My first Father’s Day as a dad occurred when our first child was not quite a month old. I was chock full of oxytocin and unjustified self-belief: our daughter was super cute, a great sleeper, very smart for her age and fun to be around. Although I wouldn’t have said so, I knew much of the credit for those things should go to me.
So when my wife presented me with my first-ever Father’s Day card, which read, “You might only be a new dad, but I’m pretty sure you’ll be the best dad,” I was touched, but not especially surprised.
In those early days, when our daughter woke in the night to breastfeed, I too would wake, sitting up, talking with my wife then pacing up and down our bedroom with our daughter in my arms, settling her back to sleep. I would look at us in the mirror as I walked, filled with love and self-admiration. The Father’s Day card, I knew, had spoken the truth. Millions of dads out there were snoring the night away in bedrooms far from their wakeful children and exhausted wives, but not me! Wow, I was great.
Let’s now leave this idyllic scene and cut to six months later. It’s 4am and I’m getting out of bed for the seventh time that night. For several months now, our daughter has been crying all night, except for the periods in which my wife or I are pacing with her up and down her bedroom, which is just about always. When pacing ceases to be effective, I jiggle her up and down as we walk, and when that too fails, I begin doing power squats, there in the midsummer night, until the sweat is pouring off me. At this point, it’s clear that our daughter is broken and I am the one that has broken her. I am ashamed, and also extremely jealous of the millions of dads out there snoring the night away in bedrooms as far as possible from their own children.

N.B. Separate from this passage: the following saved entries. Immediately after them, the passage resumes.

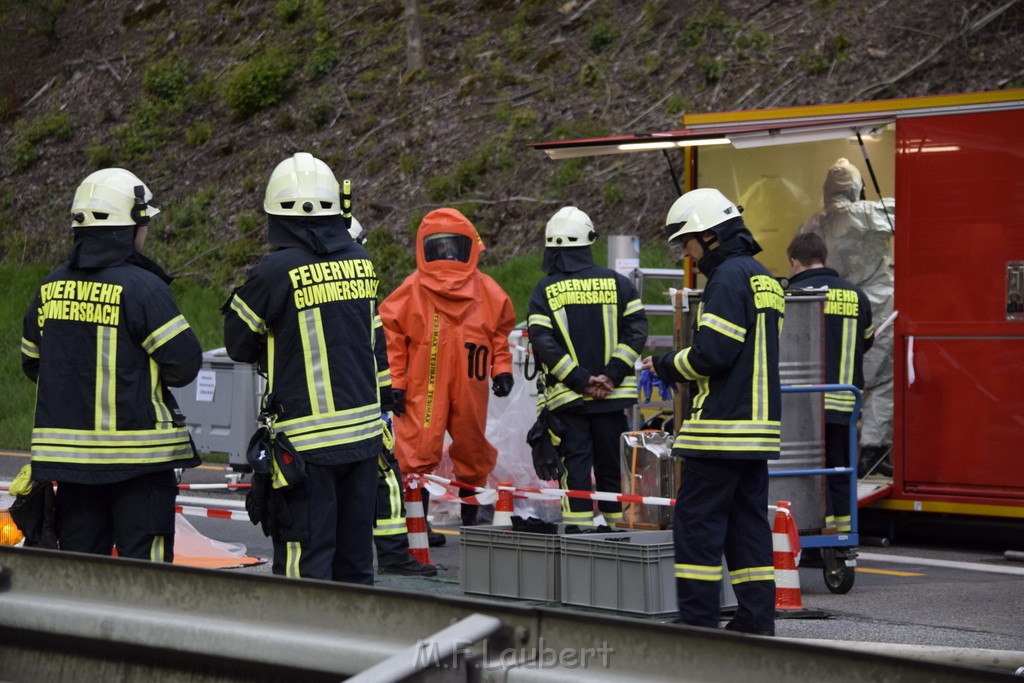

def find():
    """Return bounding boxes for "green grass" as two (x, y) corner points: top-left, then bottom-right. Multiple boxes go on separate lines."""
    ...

(1, 241), (684, 449)
(0, 263), (50, 450)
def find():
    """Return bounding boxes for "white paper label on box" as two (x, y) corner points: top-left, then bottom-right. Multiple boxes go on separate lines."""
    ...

(195, 370), (216, 402)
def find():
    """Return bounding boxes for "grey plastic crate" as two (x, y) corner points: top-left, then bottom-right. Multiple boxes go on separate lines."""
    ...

(560, 530), (677, 615)
(168, 347), (263, 470)
(460, 525), (562, 601)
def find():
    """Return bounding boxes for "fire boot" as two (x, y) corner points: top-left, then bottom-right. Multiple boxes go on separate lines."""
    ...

(459, 487), (478, 527)
(420, 488), (446, 547)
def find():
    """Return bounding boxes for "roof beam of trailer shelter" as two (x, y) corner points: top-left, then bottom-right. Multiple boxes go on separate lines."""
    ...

(528, 88), (1024, 159)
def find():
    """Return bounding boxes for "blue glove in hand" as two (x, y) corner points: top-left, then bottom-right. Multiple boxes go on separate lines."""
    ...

(639, 369), (675, 402)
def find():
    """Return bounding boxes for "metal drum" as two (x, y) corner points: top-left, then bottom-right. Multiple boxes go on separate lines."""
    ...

(770, 291), (826, 533)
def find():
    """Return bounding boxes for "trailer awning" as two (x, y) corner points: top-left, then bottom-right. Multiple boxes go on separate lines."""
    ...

(528, 116), (892, 159)
(529, 88), (1024, 160)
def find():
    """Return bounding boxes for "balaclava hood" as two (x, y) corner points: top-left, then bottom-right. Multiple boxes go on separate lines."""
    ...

(542, 244), (594, 275)
(267, 213), (353, 255)
(696, 216), (762, 278)
(67, 226), (136, 269)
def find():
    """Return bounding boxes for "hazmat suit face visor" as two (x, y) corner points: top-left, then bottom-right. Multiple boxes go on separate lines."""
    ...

(423, 233), (471, 263)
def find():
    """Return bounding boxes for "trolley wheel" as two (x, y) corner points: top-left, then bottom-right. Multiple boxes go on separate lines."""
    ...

(822, 548), (856, 594)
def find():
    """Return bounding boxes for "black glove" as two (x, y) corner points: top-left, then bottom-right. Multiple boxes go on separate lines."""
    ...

(246, 472), (275, 537)
(492, 373), (514, 397)
(393, 389), (406, 416)
(527, 412), (565, 481)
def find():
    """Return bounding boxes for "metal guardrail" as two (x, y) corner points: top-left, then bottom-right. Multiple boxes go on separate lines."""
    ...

(0, 545), (1007, 682)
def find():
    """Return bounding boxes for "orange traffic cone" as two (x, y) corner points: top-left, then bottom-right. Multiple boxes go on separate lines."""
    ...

(404, 479), (432, 566)
(492, 481), (515, 526)
(773, 500), (806, 612)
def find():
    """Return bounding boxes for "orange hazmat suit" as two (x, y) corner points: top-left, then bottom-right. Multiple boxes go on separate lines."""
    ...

(380, 208), (516, 487)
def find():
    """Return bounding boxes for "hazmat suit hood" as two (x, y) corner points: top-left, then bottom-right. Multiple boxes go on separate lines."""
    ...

(542, 245), (593, 275)
(823, 158), (864, 212)
(416, 207), (484, 294)
(267, 213), (353, 255)
(696, 216), (762, 279)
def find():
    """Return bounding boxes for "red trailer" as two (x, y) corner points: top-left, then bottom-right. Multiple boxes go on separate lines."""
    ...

(531, 89), (1024, 523)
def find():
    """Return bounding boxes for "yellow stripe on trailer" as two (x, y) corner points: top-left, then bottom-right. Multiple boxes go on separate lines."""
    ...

(682, 88), (1024, 127)
(871, 498), (1024, 519)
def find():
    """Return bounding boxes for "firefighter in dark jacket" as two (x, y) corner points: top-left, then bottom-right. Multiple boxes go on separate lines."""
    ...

(348, 217), (436, 577)
(223, 153), (392, 585)
(528, 206), (648, 527)
(787, 232), (873, 538)
(642, 188), (783, 635)
(21, 168), (202, 561)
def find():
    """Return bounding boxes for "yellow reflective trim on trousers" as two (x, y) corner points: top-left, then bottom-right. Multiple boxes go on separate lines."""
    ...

(701, 312), (746, 343)
(150, 535), (166, 562)
(382, 458), (403, 524)
(528, 313), (552, 328)
(753, 313), (767, 421)
(374, 521), (407, 536)
(95, 327), (116, 431)
(674, 563), (723, 581)
(286, 541), (302, 578)
(142, 315), (190, 354)
(230, 294), (266, 335)
(562, 510), (594, 525)
(21, 337), (39, 358)
(730, 565), (775, 584)
(833, 515), (851, 532)
(425, 313), (440, 428)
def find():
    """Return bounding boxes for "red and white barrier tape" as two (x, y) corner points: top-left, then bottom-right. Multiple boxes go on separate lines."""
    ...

(417, 473), (677, 508)
(176, 504), (250, 521)
(177, 483), (251, 490)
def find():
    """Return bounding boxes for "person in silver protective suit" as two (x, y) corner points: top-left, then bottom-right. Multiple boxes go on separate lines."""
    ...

(799, 158), (895, 477)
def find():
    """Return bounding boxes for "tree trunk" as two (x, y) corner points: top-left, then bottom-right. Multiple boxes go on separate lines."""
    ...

(404, 0), (424, 75)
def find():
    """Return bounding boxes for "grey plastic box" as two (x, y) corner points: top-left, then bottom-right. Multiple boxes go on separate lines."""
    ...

(560, 530), (676, 615)
(460, 525), (562, 601)
(169, 347), (263, 471)
(560, 530), (738, 616)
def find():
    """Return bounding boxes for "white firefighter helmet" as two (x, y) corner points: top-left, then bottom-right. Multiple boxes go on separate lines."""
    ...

(545, 206), (596, 247)
(348, 216), (367, 244)
(665, 188), (740, 242)
(70, 168), (160, 228)
(264, 152), (341, 216)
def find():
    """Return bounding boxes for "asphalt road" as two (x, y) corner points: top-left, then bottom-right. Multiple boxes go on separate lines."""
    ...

(4, 449), (1024, 672)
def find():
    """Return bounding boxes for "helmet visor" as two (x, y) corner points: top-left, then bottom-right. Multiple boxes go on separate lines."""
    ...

(424, 233), (471, 263)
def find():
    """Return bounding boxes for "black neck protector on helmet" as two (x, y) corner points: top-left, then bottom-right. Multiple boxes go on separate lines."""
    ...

(267, 213), (352, 255)
(695, 216), (762, 278)
(542, 244), (593, 275)
(67, 226), (136, 269)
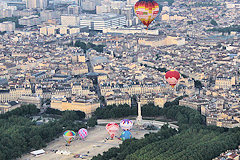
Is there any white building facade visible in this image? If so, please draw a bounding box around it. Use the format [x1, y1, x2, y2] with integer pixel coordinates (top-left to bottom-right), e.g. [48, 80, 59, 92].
[0, 21, 15, 32]
[80, 14, 126, 31]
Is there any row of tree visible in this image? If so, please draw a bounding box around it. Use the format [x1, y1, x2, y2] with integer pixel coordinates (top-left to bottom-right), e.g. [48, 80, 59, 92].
[45, 107, 86, 120]
[0, 105, 96, 160]
[93, 124, 240, 160]
[141, 63, 188, 78]
[208, 25, 240, 34]
[74, 41, 105, 53]
[94, 104, 137, 119]
[125, 126, 240, 160]
[156, 0, 174, 6]
[94, 96, 204, 127]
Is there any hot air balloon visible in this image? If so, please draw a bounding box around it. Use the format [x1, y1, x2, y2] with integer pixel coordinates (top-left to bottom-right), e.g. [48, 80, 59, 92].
[165, 70, 181, 88]
[106, 123, 119, 139]
[63, 130, 76, 145]
[134, 0, 159, 29]
[117, 131, 133, 141]
[78, 128, 88, 140]
[120, 119, 133, 131]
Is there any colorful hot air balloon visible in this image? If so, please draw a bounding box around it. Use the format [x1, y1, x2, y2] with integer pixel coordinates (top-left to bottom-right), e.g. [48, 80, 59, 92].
[78, 128, 88, 140]
[63, 130, 76, 145]
[117, 131, 133, 141]
[134, 0, 159, 29]
[106, 123, 119, 139]
[120, 119, 133, 131]
[165, 70, 181, 88]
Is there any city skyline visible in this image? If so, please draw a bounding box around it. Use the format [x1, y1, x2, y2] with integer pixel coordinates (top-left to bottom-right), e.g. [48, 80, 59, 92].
[0, 0, 240, 159]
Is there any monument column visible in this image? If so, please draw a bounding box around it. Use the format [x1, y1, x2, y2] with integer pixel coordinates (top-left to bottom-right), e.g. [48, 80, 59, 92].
[135, 100, 142, 126]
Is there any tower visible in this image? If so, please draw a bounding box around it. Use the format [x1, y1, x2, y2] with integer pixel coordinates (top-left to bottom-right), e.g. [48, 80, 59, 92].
[135, 100, 142, 126]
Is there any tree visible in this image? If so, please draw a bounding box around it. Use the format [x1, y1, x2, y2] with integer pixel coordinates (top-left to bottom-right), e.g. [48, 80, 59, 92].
[75, 111, 86, 120]
[210, 19, 218, 26]
[87, 116, 97, 127]
[45, 108, 62, 115]
[75, 41, 87, 51]
[187, 21, 193, 25]
[62, 110, 79, 121]
[194, 80, 203, 94]
[0, 104, 87, 160]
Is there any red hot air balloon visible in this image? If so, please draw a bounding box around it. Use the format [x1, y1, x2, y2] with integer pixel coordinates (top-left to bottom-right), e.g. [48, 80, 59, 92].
[106, 123, 119, 139]
[165, 70, 180, 88]
[134, 0, 159, 29]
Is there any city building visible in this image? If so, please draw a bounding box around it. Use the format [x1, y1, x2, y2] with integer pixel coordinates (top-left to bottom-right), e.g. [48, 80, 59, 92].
[0, 101, 20, 114]
[79, 14, 126, 31]
[51, 96, 100, 117]
[215, 76, 235, 89]
[61, 15, 80, 26]
[81, 0, 97, 11]
[26, 0, 47, 9]
[0, 21, 15, 32]
[18, 95, 41, 108]
[0, 9, 13, 18]
[103, 27, 159, 35]
[40, 25, 89, 35]
[0, 87, 32, 103]
[161, 14, 186, 21]
[179, 97, 209, 112]
[68, 5, 81, 15]
[19, 15, 41, 26]
[40, 10, 59, 22]
[138, 36, 186, 47]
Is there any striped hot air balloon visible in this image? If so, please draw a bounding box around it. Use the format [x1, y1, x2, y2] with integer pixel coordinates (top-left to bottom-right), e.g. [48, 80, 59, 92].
[120, 119, 133, 131]
[134, 0, 160, 29]
[165, 70, 181, 88]
[106, 123, 119, 139]
[78, 128, 88, 140]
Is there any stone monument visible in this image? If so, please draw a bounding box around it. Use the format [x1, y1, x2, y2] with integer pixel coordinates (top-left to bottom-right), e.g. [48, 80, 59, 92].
[135, 101, 142, 126]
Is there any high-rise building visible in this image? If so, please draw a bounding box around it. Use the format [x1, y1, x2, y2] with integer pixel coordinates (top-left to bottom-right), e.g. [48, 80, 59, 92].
[61, 15, 80, 26]
[0, 3, 17, 18]
[81, 0, 96, 11]
[0, 9, 12, 18]
[39, 0, 48, 9]
[26, 0, 47, 9]
[96, 4, 110, 14]
[67, 5, 81, 15]
[0, 21, 15, 32]
[121, 7, 134, 26]
[79, 14, 126, 31]
[26, 0, 37, 8]
[40, 10, 59, 22]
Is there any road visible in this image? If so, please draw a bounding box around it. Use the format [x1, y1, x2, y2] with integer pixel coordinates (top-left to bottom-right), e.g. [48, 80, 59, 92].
[85, 50, 106, 107]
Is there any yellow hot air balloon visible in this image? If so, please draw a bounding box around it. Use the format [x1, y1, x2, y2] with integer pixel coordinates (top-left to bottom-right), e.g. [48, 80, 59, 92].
[134, 0, 160, 29]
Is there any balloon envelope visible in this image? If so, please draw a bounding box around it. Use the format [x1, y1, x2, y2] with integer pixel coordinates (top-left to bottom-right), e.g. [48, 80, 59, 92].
[118, 131, 133, 141]
[120, 119, 133, 131]
[78, 128, 88, 140]
[134, 0, 159, 28]
[106, 123, 119, 139]
[63, 130, 76, 144]
[165, 70, 180, 88]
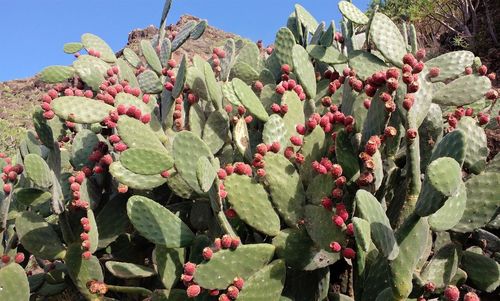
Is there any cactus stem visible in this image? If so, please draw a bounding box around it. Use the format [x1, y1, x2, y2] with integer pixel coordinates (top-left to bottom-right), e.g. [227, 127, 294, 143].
[106, 285, 153, 297]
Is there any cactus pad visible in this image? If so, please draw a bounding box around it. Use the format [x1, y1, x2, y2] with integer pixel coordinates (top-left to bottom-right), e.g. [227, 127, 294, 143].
[338, 1, 369, 24]
[238, 260, 286, 301]
[141, 40, 162, 74]
[307, 45, 347, 64]
[109, 162, 167, 190]
[196, 156, 216, 192]
[40, 65, 75, 83]
[194, 244, 275, 289]
[224, 174, 281, 236]
[460, 250, 500, 292]
[65, 243, 103, 300]
[138, 70, 163, 93]
[203, 110, 229, 154]
[263, 114, 288, 149]
[233, 78, 269, 122]
[117, 58, 140, 88]
[81, 33, 116, 62]
[294, 4, 318, 32]
[425, 50, 474, 82]
[51, 96, 114, 123]
[0, 263, 30, 301]
[24, 154, 52, 188]
[63, 42, 83, 54]
[304, 205, 346, 251]
[433, 75, 491, 106]
[348, 51, 388, 81]
[456, 116, 488, 174]
[123, 48, 141, 68]
[154, 246, 184, 290]
[70, 129, 99, 170]
[428, 182, 467, 231]
[117, 116, 165, 150]
[429, 129, 467, 166]
[421, 244, 460, 289]
[292, 44, 317, 98]
[105, 261, 155, 278]
[120, 148, 173, 175]
[352, 217, 371, 252]
[73, 54, 109, 91]
[127, 195, 194, 247]
[369, 13, 406, 66]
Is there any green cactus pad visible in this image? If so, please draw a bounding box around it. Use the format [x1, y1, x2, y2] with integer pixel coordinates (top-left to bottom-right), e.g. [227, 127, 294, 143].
[348, 51, 388, 81]
[70, 129, 99, 170]
[203, 61, 223, 108]
[304, 205, 346, 251]
[138, 70, 163, 94]
[461, 251, 500, 292]
[421, 244, 460, 289]
[336, 130, 360, 181]
[154, 246, 184, 290]
[65, 243, 103, 300]
[299, 126, 325, 183]
[306, 45, 347, 64]
[231, 61, 260, 84]
[63, 42, 83, 54]
[222, 81, 242, 106]
[429, 129, 466, 166]
[117, 116, 165, 150]
[114, 92, 153, 113]
[24, 154, 52, 188]
[159, 39, 172, 67]
[193, 244, 275, 289]
[295, 4, 318, 32]
[362, 89, 389, 144]
[389, 216, 429, 299]
[425, 50, 474, 82]
[220, 38, 236, 81]
[73, 54, 109, 91]
[370, 13, 406, 67]
[32, 108, 55, 148]
[141, 40, 162, 74]
[186, 66, 209, 100]
[117, 58, 140, 88]
[196, 156, 216, 193]
[16, 211, 66, 259]
[172, 55, 186, 98]
[123, 48, 141, 68]
[338, 1, 369, 24]
[166, 171, 196, 199]
[187, 103, 205, 137]
[40, 65, 75, 83]
[433, 75, 491, 106]
[264, 153, 305, 227]
[233, 78, 269, 122]
[263, 114, 288, 151]
[105, 261, 155, 279]
[109, 161, 167, 190]
[292, 44, 317, 98]
[173, 131, 213, 194]
[282, 91, 305, 144]
[224, 174, 281, 236]
[203, 110, 229, 154]
[233, 118, 252, 161]
[355, 190, 399, 260]
[120, 148, 173, 175]
[172, 20, 196, 51]
[352, 217, 371, 252]
[415, 157, 462, 216]
[456, 116, 488, 174]
[428, 182, 467, 231]
[127, 195, 194, 247]
[238, 260, 286, 301]
[96, 195, 129, 249]
[274, 27, 296, 69]
[81, 33, 116, 62]
[190, 20, 207, 40]
[51, 96, 114, 123]
[453, 172, 500, 232]
[306, 174, 335, 205]
[0, 263, 30, 301]
[14, 188, 51, 206]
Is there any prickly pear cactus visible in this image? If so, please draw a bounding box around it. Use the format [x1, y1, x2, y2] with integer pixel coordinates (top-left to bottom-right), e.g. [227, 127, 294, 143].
[1, 0, 498, 300]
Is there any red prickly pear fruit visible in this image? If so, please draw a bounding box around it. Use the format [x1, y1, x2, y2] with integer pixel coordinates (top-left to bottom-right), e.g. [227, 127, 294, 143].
[256, 143, 268, 156]
[217, 169, 227, 180]
[82, 251, 92, 260]
[70, 182, 81, 192]
[213, 238, 222, 251]
[403, 98, 413, 110]
[117, 184, 128, 194]
[284, 146, 294, 159]
[275, 85, 286, 95]
[346, 223, 354, 236]
[371, 71, 386, 86]
[101, 154, 113, 166]
[209, 289, 220, 296]
[415, 48, 426, 60]
[226, 286, 240, 299]
[464, 66, 473, 75]
[321, 96, 332, 107]
[186, 284, 201, 298]
[477, 65, 487, 75]
[386, 77, 399, 91]
[364, 84, 377, 97]
[117, 104, 127, 115]
[14, 252, 25, 264]
[403, 53, 417, 67]
[230, 237, 241, 249]
[478, 113, 490, 125]
[443, 285, 460, 301]
[233, 277, 245, 290]
[224, 104, 233, 113]
[290, 136, 303, 146]
[328, 81, 338, 94]
[140, 113, 151, 124]
[256, 168, 266, 177]
[386, 67, 400, 79]
[332, 215, 344, 227]
[487, 72, 496, 81]
[225, 208, 237, 219]
[167, 59, 177, 68]
[342, 248, 356, 259]
[158, 170, 169, 178]
[48, 89, 58, 99]
[281, 64, 291, 74]
[321, 197, 333, 210]
[164, 82, 174, 91]
[337, 208, 348, 221]
[351, 80, 364, 92]
[114, 143, 128, 152]
[406, 129, 418, 139]
[295, 124, 307, 135]
[183, 262, 197, 275]
[237, 105, 246, 115]
[485, 89, 498, 100]
[80, 217, 90, 225]
[448, 115, 458, 128]
[253, 80, 264, 92]
[7, 171, 17, 181]
[380, 92, 392, 103]
[266, 46, 273, 55]
[280, 104, 289, 114]
[270, 142, 281, 153]
[64, 88, 74, 96]
[1, 254, 10, 264]
[331, 164, 343, 178]
[81, 240, 91, 250]
[12, 164, 23, 174]
[329, 241, 341, 252]
[82, 223, 91, 232]
[41, 102, 51, 111]
[335, 176, 347, 187]
[42, 94, 52, 103]
[287, 79, 297, 90]
[218, 294, 230, 301]
[112, 66, 119, 74]
[384, 126, 397, 138]
[109, 134, 121, 144]
[408, 81, 419, 93]
[429, 67, 440, 78]
[224, 164, 234, 175]
[364, 142, 377, 156]
[80, 232, 90, 241]
[402, 64, 413, 74]
[43, 110, 55, 119]
[363, 98, 371, 109]
[84, 90, 94, 98]
[271, 103, 281, 113]
[221, 235, 232, 249]
[424, 282, 436, 292]
[202, 247, 213, 260]
[463, 292, 479, 301]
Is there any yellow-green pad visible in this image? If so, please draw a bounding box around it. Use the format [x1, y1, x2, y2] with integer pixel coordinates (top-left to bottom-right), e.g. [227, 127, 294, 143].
[117, 116, 165, 151]
[109, 161, 167, 190]
[299, 126, 325, 183]
[117, 58, 140, 88]
[264, 153, 305, 227]
[193, 244, 275, 289]
[429, 129, 466, 166]
[233, 78, 269, 122]
[292, 44, 317, 98]
[81, 33, 116, 63]
[63, 42, 83, 54]
[141, 40, 162, 74]
[105, 261, 155, 279]
[294, 4, 319, 33]
[274, 27, 296, 69]
[51, 96, 114, 124]
[138, 69, 163, 94]
[233, 118, 252, 161]
[203, 110, 229, 154]
[196, 156, 216, 193]
[336, 129, 361, 182]
[203, 60, 223, 109]
[433, 75, 491, 106]
[123, 48, 141, 68]
[173, 55, 187, 98]
[73, 54, 109, 91]
[127, 195, 194, 247]
[120, 148, 173, 175]
[24, 154, 52, 188]
[16, 211, 66, 260]
[263, 114, 288, 151]
[70, 129, 99, 170]
[426, 50, 474, 82]
[222, 81, 242, 106]
[238, 260, 286, 301]
[338, 1, 369, 24]
[307, 45, 347, 64]
[352, 217, 371, 252]
[0, 264, 30, 301]
[281, 91, 305, 147]
[428, 182, 467, 231]
[456, 116, 488, 174]
[224, 174, 281, 236]
[114, 92, 153, 114]
[369, 13, 406, 67]
[40, 65, 75, 83]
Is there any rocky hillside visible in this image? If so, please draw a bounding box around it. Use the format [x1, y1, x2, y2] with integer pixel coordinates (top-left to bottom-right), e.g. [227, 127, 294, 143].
[0, 15, 236, 156]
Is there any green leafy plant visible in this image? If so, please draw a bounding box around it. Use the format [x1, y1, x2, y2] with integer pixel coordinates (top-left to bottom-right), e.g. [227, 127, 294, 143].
[1, 1, 499, 300]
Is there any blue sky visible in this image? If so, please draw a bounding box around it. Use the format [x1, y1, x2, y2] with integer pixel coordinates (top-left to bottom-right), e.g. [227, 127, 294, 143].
[0, 1, 370, 81]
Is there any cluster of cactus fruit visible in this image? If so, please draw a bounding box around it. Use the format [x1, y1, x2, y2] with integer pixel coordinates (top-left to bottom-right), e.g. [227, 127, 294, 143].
[1, 0, 499, 300]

Let’s now leave this horrific scene and cut to four years later. It is 3am and our third baby, a few months old, has just woken for the first time that night. “I’ll feed him,” my wife says, as she always does, bringing him into our bed from his place right next to ours. When she finishes, he sleeps next to us, not that I notice: the thought of me being awake during this process now seems so ridiculous as to be embarrassing. I don’t think of the millions of dads out there snoring the night away, because I am one of them.